Just to give a few examples, corruption interferes with political processes, delivery of public services, such as education and access to adequate health care as well as having a negative impact on justice delivery. It is also a highly discriminatory practice where for example poor people and persons in vulnerable positions are often excluded from services they should otherwise have access to.
How big of a problem is corruption globally?
Corruption is a world-wide phenomenon that exists in both the private and public sector, in large scale and in small scale and comes in many different forms.
The first form that comes to mind is bribery.
Some years ago the World Bank estimated the annual figure for bribery in the world to be 1,000,000,000,000. (one trillion USD).
You will find corruption everywhere, but it thrives in societies where there are weak or non-existent checks and balances, poor transparency regarding executive decisions, restricted access to information, weak systems of oversight and enforcements, a controlled media and where the tolerance for corrupt activities is high.
In such societies corruption and a poor human rights record often contribute to mutually reinforce each other, thus creating a viscous circle that is difficult to break. Fighting corruption in such societies can be life threatening and there are ample examples of anti-corruption campaigners and human rights defenders who have paid with their life or have been forced into exile for revealing corrupt practices among public officials.

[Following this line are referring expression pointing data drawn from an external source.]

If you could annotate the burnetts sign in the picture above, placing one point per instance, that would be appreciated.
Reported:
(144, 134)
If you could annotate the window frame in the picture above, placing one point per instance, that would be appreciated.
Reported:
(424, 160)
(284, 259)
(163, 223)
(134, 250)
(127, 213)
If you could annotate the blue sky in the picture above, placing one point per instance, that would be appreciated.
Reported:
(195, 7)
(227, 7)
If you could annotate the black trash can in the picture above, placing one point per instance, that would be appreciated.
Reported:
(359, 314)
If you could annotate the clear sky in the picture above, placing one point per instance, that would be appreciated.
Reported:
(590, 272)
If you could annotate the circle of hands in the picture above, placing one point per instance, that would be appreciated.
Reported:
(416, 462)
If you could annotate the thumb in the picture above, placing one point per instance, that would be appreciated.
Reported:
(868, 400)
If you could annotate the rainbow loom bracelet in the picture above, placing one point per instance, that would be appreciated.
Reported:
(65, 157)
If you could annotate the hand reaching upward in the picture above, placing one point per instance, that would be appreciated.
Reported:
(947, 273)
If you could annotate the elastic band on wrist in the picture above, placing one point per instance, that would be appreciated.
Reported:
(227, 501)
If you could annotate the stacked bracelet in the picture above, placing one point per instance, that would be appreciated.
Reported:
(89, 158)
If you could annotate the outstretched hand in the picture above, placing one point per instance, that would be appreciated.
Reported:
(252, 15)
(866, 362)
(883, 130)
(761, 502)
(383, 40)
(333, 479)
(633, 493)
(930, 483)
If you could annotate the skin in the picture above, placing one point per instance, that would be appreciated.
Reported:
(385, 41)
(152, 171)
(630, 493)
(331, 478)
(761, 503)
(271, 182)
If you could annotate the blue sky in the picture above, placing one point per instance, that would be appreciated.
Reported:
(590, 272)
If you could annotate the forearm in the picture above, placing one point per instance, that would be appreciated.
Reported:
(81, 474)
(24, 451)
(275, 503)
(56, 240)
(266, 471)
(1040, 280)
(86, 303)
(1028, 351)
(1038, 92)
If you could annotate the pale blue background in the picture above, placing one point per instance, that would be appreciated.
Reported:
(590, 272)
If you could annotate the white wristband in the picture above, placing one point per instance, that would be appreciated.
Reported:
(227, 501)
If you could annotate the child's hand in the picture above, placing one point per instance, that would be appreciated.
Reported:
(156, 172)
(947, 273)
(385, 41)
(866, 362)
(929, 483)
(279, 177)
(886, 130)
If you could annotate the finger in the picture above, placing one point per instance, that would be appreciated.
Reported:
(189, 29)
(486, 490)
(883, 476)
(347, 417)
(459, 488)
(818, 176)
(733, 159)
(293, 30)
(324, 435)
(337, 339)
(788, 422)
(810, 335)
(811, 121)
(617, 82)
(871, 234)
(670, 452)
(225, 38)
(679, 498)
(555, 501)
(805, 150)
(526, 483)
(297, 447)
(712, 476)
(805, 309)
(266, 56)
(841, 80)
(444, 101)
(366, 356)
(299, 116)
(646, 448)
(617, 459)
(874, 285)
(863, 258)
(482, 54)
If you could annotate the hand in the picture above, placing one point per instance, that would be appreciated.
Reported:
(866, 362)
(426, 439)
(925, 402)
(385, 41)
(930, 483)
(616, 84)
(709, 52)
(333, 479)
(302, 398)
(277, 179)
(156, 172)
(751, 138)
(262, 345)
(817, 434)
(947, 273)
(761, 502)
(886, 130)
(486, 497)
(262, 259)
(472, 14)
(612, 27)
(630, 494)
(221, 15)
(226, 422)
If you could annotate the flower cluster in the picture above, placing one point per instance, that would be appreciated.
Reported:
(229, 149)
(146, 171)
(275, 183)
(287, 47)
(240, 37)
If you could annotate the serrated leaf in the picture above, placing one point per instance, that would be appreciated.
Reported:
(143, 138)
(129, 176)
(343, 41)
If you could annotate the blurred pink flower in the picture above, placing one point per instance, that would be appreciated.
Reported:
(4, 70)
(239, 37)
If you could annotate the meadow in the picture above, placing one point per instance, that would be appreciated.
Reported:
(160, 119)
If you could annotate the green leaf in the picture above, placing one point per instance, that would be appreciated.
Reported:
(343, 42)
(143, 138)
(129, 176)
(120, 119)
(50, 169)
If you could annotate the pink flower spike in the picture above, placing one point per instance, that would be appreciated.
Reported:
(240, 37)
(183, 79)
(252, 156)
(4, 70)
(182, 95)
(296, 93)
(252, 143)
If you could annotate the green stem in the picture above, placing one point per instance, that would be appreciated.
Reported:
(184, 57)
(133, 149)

How can you fight corruption?
Fighting corruption is a difficult and a long-term process, and it requires an integrated and holistic approach. It is for example about developing transparent societies with freedom of information and expression, promoting meaningful public participation in political processes, building justice systems and institutions that are fair, effective and accountable, protecting whistleblowers and educating and creating public awareness about corruption as something that is not tolerated. The UN Convention against Corruption (UNCAC) provides a good tool for addressing corruption as States Parties are obliged to undertake several anti-corruption measures affecting for example their legal framework and institutional set-up, with a view to promote the prevention, detection and criminal justice responses to corruption.